Advances in Temporal Point Processes: Bayesian, Neural, and LLM Approaches
Feng Zhou, Quyu Kong, Jie Qiao, Cheng Wan, Yixuan Zhang, Ruichu Cai

TL;DR
This survey reviews recent advances in temporal point processes, focusing on Bayesian, neural, and large language model approaches, highlighting their developments, applications, and future challenges.
Contribution
It provides a comprehensive overview of recent TPP research across Bayesian, deep learning, and LLM frameworks, integrating fundamental concepts and practical applications.
Findings
Neural TPPs offer enhanced flexibility over traditional models.
Large language models provide new avenues for event sequence analysis.

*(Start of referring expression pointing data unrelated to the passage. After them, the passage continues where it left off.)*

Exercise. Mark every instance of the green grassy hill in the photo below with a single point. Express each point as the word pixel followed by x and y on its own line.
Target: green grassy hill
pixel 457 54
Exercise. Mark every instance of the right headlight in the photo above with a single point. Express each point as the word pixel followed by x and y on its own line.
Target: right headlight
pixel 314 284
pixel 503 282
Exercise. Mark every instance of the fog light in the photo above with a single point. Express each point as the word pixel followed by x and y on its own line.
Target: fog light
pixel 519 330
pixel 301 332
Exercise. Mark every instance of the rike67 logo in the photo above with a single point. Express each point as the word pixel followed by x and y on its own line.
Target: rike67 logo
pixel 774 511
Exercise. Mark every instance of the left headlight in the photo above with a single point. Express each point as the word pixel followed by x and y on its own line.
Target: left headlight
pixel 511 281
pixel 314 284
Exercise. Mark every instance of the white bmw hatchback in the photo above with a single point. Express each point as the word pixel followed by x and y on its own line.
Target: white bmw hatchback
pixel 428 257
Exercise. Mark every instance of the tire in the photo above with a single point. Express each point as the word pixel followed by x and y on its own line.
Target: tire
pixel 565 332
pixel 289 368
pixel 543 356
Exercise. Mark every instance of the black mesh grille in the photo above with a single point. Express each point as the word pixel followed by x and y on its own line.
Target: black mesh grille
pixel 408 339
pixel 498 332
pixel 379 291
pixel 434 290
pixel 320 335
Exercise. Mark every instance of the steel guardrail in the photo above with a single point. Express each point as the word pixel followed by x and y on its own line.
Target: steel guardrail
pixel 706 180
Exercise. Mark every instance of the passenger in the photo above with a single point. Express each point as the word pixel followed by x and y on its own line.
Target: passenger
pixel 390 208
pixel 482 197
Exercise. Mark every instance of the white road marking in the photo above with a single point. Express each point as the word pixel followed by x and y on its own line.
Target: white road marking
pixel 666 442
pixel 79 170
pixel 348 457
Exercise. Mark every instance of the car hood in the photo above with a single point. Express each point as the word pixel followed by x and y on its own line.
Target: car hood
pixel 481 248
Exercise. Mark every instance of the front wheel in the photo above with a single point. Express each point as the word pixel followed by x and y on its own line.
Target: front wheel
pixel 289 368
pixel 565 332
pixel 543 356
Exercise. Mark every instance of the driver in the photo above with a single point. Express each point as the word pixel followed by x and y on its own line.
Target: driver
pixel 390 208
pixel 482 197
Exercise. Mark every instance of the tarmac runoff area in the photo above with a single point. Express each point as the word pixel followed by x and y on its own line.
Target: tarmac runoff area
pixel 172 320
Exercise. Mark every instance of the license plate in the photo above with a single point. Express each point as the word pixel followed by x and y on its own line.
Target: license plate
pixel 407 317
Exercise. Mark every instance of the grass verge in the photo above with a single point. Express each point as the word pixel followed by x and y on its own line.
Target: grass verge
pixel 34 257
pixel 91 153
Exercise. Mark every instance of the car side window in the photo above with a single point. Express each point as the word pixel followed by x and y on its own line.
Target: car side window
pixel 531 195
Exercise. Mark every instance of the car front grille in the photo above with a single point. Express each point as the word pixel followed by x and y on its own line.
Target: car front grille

The survey identifies key challenges and future research directions.
Abstract
Temporal point processes (TPPs) are stochastic process models used to characterize event sequences occurring in continuous time. Traditional statistical TPPs have a long-standing history, with numerous models proposed and successfully applied across diverse domains. In recent years, advances in deep learning have spurred the development of neural TPPs, enabling greater flexibility and expressiveness in capturing complex temporal dynamics. The emergence of large language models (LLMs) has further sparked excitement, offering new possibilities for modeling and analyzing event sequences by leveraging their rich contextual understanding. This survey presents a comprehensive review of recent research on TPPs from three perspectives: Bayesian, deep learning, and LLM approaches. We begin with a review of the fundamental concepts of TPPs, followed by an in-depth discussion of model design and…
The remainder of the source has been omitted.